Education in the future needs to emphasize teaching kids to ask good questions. Much of what we do now constitutes the generation of answers (think: standardized tests) with penalties for errors, but the revolution in technology suggests that computers will, one way or another, generate a lot of answers by processing and analyzing data. But as far as I know, computers are not very good at asking questions, and questions are what we need for the deep innovation needed to stimulate cultural and economic change.
I recall an exercise I did with my 10th graders where I assigned each one to "lead a class discussion." I suggested that a good discussion springs from a good question. One kid asked, "Do you mean a teacher question?"
"What's a teacher question?"
"A question where the teacher already knows the answer."
We went on to make a distinction between "teacher questions" and "real questions," with the understanding that while the former may be useful, the latter should underlie any good discussion.
How do we teach students to ask real questions?

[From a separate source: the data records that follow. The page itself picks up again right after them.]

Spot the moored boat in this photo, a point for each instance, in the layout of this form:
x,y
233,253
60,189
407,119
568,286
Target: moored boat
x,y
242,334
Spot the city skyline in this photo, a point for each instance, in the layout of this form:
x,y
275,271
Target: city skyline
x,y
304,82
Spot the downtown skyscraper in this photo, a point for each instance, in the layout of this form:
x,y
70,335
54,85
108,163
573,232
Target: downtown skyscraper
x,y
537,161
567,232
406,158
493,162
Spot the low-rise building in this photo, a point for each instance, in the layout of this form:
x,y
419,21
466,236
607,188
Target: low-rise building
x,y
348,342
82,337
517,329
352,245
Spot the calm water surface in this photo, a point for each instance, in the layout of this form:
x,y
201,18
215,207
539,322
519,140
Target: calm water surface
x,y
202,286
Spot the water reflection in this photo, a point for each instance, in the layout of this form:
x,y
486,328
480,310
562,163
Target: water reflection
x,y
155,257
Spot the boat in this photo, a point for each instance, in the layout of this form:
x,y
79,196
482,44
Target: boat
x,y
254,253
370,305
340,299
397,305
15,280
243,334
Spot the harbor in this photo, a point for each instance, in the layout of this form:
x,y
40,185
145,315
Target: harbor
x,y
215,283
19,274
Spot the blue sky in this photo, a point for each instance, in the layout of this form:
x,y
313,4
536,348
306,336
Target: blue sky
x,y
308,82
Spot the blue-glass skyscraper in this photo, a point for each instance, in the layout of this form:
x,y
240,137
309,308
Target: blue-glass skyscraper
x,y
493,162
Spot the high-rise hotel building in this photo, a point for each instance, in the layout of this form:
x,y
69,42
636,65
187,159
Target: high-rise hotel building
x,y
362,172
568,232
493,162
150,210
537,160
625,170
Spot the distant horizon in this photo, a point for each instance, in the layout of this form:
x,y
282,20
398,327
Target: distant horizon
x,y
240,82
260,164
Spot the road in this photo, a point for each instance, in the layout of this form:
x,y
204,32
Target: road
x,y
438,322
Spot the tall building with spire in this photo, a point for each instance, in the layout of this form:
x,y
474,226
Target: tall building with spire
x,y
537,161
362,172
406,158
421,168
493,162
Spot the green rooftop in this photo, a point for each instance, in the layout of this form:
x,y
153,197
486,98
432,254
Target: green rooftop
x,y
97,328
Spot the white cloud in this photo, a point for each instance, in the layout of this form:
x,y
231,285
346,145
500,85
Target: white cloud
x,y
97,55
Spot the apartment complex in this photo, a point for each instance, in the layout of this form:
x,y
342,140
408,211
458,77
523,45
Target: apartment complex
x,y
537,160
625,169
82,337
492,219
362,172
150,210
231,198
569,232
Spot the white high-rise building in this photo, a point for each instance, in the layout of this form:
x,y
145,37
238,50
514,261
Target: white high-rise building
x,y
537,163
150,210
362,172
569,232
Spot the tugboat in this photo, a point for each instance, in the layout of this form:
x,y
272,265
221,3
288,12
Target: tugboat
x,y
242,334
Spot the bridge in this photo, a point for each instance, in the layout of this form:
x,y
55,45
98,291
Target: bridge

Here’s one technique I used: After reading a play or novel with my 12th graders, I would break my seminar into groups of 3 and ask each group to come up with 3 essay questions for the upcoming exam on the book. Each group would have 20% of each student’s grade determined by the quality of the questions. A conversation ensued, of course, about what constitutes a good question. The best questions appeared on the exam.
I am reluctant to prescribe any pedagogy to teachers who know their students better than I do (mine were college-bound high school seniors in Ann Arbor), but I do think teachers need to be exposed to success stories of their colleagues.